V7's specific USP is automation. It estimates that around 80% of an engineering team's time is spent on managing training data: labeling, identifying when something is incorrectly labeled, rethinking categorizations and so on, and so it has built a model to automate that process.

It calls the process it has come up with "programmatic labeling": using general-purpose AI and its own algorithms to segment and label images, Rizzoli (who co-founded the company with its CTO Simon Edwardsson) says that it takes just 100 "human-guided" examples for its automated labelling to kick into action.

Investors are betting that shortening the time between AI models being devised and applied will drive more business for the company.

“Computer vision is being deployed at scale across industries, delivering innovation and breakthroughs, and a fast growing $50 billion market. Our thesis for V7 is that the breadth of applications, and the speed at which new products are expected to be launched in the market, call for a centralised platform that connects AI models, code, and humans in a looped ecosystem," said Pierre Socha, a partner at Amadeus Capital Partners, in a statement.

V7 describes the process as "autopilot" but co-pilot might be more accurate: The idea is that anything flagged as unclear is routed back to humans to evaluate and review. It doesn't so much replace those humans as makes it easier for them to get through workloads more efficiently. (It can also work better than the humans at times, so the two used in tandem could be helpful to double check each other's work.) Below is an example of how the image training is working on a scan to detect pneumonia.

Image Credits: V7 labs

Considering the many areas where AI is being applied to improve how images are processed and used, Rizzoli said the decision to double down on the field of medicine initially was partly to keep the startup's feet on the ground, and to focus on a market that might not have ever built this kind of technology in-house, but would definitely want to use it.

"We decided to focus on verticals that are already commercializing AI-based applications, or where a lot of work on visual processing is being done, but by humans," he said. "We didn't want to be tied to moonshots or projects that are being run out of big R&D budgets because that means someone is looking to fully solve the problem themselves, and they are doing something more specialized, and they may want to have their own technology, not that of a third party like us."

And in addition to companies' search for "their own secret sauce," some projects might never see the light of day outside of the lab, Rizzoli added. "We are instead working for actual applications," he said.

Image Credits: V7 Labs (opens in a new window)

In another regard, the startup represents a shift we're seeing in how information is being sourced and adopted among enterprises.
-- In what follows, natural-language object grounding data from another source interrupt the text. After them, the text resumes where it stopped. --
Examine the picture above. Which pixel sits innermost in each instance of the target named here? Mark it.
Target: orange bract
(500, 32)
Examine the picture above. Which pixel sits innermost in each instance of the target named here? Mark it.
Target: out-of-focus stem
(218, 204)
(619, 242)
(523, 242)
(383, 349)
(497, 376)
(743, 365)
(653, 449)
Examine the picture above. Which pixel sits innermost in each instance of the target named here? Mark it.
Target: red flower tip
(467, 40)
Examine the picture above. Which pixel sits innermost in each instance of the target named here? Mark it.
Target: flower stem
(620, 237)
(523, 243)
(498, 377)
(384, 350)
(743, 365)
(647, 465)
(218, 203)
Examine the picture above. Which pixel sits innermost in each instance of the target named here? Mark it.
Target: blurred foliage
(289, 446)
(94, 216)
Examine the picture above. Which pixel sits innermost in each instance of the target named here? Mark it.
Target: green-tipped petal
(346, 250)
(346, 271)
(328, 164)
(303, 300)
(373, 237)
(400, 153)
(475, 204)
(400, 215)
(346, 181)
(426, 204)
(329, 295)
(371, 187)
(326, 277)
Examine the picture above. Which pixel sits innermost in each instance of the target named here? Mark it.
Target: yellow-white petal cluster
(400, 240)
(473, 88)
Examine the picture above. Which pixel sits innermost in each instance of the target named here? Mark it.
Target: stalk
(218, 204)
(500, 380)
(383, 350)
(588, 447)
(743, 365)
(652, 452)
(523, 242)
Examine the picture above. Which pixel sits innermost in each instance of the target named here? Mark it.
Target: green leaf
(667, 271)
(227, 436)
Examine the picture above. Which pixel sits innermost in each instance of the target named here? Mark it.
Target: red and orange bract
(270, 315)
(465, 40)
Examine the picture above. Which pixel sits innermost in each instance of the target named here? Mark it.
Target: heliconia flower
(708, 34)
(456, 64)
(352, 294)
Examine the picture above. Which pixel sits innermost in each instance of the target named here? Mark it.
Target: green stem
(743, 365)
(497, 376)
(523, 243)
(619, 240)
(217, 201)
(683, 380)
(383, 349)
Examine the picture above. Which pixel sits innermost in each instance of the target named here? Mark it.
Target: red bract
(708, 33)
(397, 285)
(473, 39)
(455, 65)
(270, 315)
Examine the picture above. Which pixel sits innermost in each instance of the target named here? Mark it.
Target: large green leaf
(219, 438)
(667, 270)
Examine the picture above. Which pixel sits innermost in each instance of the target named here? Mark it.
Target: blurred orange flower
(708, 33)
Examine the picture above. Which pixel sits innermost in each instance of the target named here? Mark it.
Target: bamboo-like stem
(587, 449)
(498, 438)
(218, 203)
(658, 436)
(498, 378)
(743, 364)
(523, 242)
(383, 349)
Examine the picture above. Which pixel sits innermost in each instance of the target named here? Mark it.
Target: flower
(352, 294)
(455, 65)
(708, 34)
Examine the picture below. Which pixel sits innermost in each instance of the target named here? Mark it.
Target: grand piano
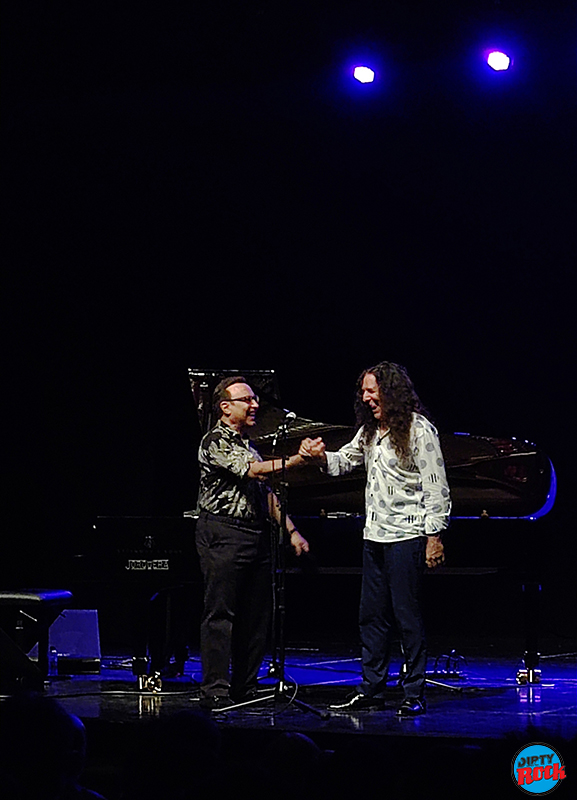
(500, 489)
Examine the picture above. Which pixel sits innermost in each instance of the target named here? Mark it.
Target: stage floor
(472, 694)
(476, 710)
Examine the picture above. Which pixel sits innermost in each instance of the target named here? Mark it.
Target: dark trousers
(235, 564)
(390, 598)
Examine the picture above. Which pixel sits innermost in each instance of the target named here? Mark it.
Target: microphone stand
(281, 690)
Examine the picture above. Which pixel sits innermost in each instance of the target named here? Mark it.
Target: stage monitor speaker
(74, 637)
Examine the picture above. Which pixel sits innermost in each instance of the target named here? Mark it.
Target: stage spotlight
(364, 74)
(498, 61)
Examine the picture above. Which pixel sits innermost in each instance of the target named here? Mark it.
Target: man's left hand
(435, 552)
(299, 543)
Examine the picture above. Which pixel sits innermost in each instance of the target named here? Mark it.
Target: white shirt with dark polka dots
(402, 502)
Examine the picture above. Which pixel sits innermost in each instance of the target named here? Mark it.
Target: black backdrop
(169, 204)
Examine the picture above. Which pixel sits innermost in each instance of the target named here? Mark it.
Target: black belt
(236, 522)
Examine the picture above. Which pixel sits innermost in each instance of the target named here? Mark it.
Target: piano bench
(25, 618)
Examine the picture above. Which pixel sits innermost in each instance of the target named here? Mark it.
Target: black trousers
(390, 599)
(236, 566)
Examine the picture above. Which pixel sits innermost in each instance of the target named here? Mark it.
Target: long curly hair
(398, 400)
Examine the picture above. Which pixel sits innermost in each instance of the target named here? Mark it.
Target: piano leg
(530, 674)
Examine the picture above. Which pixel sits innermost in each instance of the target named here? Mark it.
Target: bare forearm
(260, 469)
(274, 511)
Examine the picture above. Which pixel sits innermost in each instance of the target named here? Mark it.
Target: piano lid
(488, 476)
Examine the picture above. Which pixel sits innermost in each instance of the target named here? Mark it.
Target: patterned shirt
(401, 501)
(225, 457)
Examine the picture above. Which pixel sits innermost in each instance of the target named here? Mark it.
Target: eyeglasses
(250, 398)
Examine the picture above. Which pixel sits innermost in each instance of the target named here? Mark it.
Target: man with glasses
(233, 543)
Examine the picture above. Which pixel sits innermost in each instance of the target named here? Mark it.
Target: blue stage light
(364, 74)
(498, 61)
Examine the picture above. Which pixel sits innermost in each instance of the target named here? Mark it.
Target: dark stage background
(198, 185)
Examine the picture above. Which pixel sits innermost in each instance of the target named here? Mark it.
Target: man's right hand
(313, 449)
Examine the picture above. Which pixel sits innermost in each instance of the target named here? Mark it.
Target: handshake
(313, 450)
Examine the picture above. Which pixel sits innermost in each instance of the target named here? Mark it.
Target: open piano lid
(488, 476)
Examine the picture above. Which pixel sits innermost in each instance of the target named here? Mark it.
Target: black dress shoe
(412, 707)
(357, 701)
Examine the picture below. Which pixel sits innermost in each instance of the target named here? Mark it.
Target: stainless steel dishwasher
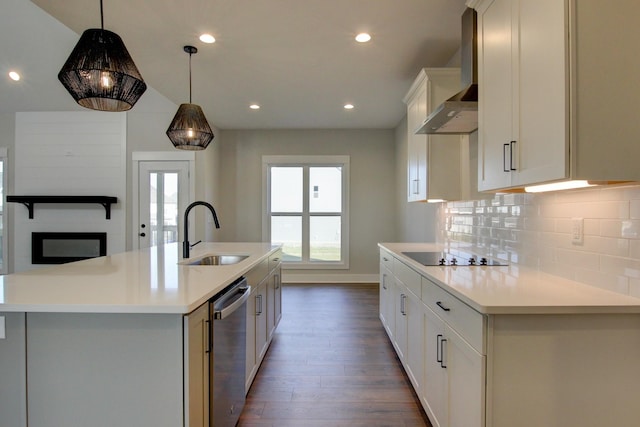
(228, 358)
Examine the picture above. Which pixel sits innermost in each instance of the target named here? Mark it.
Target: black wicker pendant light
(100, 74)
(189, 129)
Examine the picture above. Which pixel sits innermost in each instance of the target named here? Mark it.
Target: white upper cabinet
(436, 164)
(557, 92)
Investors think that the framework that V7 is building speaks to how data will be ingested by enterprises in the future.

“V7 is well-positioned to become the industry-standard for managing data in modern AI workflows," said Parasvil Patel, a partner with Radical Ventures, in a statement. Patel is joining V7's board with this round.

“The number of problems that are now solvable with AI is vast and growing quickly. As businesses of all sizes race to capture these opportunities, they need best-in-class data and model infrastructure to deliver outstanding products that continuously improve and adapt to real-world needs," added Nathan Benaich of Air Street Capital, in a statement. "This is where V7’s AI Data Engine shines. No matter the sector or application, customers rely on V7 to ship robust AI-first products faster than ever before. V7 packages the industry’s rapidly evolving best practices into multiplayer workflows from data to model to product.”